AAPG GEO 2010 Middle East
Geoscience Conference & Exhibition
Innovative Geoscience Solutions – Meeting Hydrocarbon Demand in Changing Times
March 7-10, 2010 – Manama, Bahrain
The Role of Non-Seismic Methods in near-Surface Solutions: Applications of Seismic-Gravity Joint Inversion and Redatuming in South Rub Al-Khali, Saudi Arabia
(1) Saudi Aramco EXPEC-Advanced Research Centre, Dhahran, Saudi Arabia.
(2) South Rub Al Khali Company Ltd, Al-Khobar, Saudi Arabia.
(3) WesternGeco, Milan, Italy.
(4) WesternGeco, Al-Khobar, Saudi Arabia.

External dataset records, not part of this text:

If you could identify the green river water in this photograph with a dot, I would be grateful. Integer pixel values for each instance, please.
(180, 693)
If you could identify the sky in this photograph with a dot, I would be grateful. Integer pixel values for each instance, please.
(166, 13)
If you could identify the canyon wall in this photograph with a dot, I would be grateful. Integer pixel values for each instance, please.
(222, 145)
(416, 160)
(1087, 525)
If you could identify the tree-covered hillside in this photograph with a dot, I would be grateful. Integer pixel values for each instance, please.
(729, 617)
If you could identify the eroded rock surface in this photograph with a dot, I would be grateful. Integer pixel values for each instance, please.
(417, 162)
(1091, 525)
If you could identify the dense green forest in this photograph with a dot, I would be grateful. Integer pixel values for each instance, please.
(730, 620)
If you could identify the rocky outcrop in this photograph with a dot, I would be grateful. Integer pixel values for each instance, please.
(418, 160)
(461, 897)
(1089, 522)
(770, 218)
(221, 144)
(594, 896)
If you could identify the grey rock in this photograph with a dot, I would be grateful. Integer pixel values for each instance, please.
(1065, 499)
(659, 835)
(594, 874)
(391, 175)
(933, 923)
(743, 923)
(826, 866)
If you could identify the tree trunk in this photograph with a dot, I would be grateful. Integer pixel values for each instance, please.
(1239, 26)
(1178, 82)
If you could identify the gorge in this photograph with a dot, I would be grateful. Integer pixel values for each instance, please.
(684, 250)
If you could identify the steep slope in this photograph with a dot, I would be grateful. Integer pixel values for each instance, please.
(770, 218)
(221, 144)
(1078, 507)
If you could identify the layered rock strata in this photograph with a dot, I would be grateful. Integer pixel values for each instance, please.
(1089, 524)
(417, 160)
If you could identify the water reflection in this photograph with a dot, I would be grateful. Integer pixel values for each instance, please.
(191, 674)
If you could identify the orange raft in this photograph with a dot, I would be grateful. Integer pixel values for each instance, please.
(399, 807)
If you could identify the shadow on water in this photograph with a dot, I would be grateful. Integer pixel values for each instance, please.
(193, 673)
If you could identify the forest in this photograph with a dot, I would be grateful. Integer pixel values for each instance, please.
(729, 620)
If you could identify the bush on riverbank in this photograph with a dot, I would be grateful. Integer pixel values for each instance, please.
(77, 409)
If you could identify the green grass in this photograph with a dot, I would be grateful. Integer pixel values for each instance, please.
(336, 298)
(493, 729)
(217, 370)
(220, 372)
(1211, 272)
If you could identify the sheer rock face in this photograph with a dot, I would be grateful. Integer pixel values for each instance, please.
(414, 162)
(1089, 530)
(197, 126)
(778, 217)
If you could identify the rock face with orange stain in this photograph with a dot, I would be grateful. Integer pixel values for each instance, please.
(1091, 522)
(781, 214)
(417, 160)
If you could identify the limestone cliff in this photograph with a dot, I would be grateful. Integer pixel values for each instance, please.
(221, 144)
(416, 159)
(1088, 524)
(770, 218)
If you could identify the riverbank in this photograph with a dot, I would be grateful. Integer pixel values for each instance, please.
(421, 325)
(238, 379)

Onshore seismic data from the Middle East are adversely affected by near surface and intermediate depth velocity anomalies. The correct estimate of the near-surface velocity field is fundamental to obtain reliable seismic images. Conventional velocity model building workflows based on refracted arrivals (i.e. First Breaks - FB) fail to appropriately reconstruct the shallow velocity complexities in the presence of large velocity inversions, sharp lateral velocity changes and noisy FB. In such cases, the integration of seismic with additional geophysical measurements (i.e. gravity-EM) can solve the shallow velocity modeling problem. Simultaneous Joint Inversion (JI) is an elegant and analytic method to address geophysical data integration. It is implemented in this paper for velocity model building in South Rub Al-Khali by taking advantage of the availability of high-resolution gravity data coincident with the seismic acquisition. The analyzed 2D seismic lines are sampling different near-surface geologic conditions such as dunes, sub-cropping carbonates and karsts. This corresponds to various degrees of complexity in the near surface velocity field and related distortions introduced in the seismic image when a conventional “statics” approach is used. An alternative approach to statics solutions is then explored by simultaneous JI of FB and gravity data residuals for the shallow velocity and density fields. Pre-stack wave-equation redatuming (WED) is then used to model and remove the effects of complex velocity patterns from the seismic data. Various degrees of improvement are obtained with the discussed workflow depending on the severity of the near-surface velocity complexities and shallow geologic conditions. The analysis of the results allows to identify specific roles for non-seismic methods for the solution of near surface problems in land seismic data processing.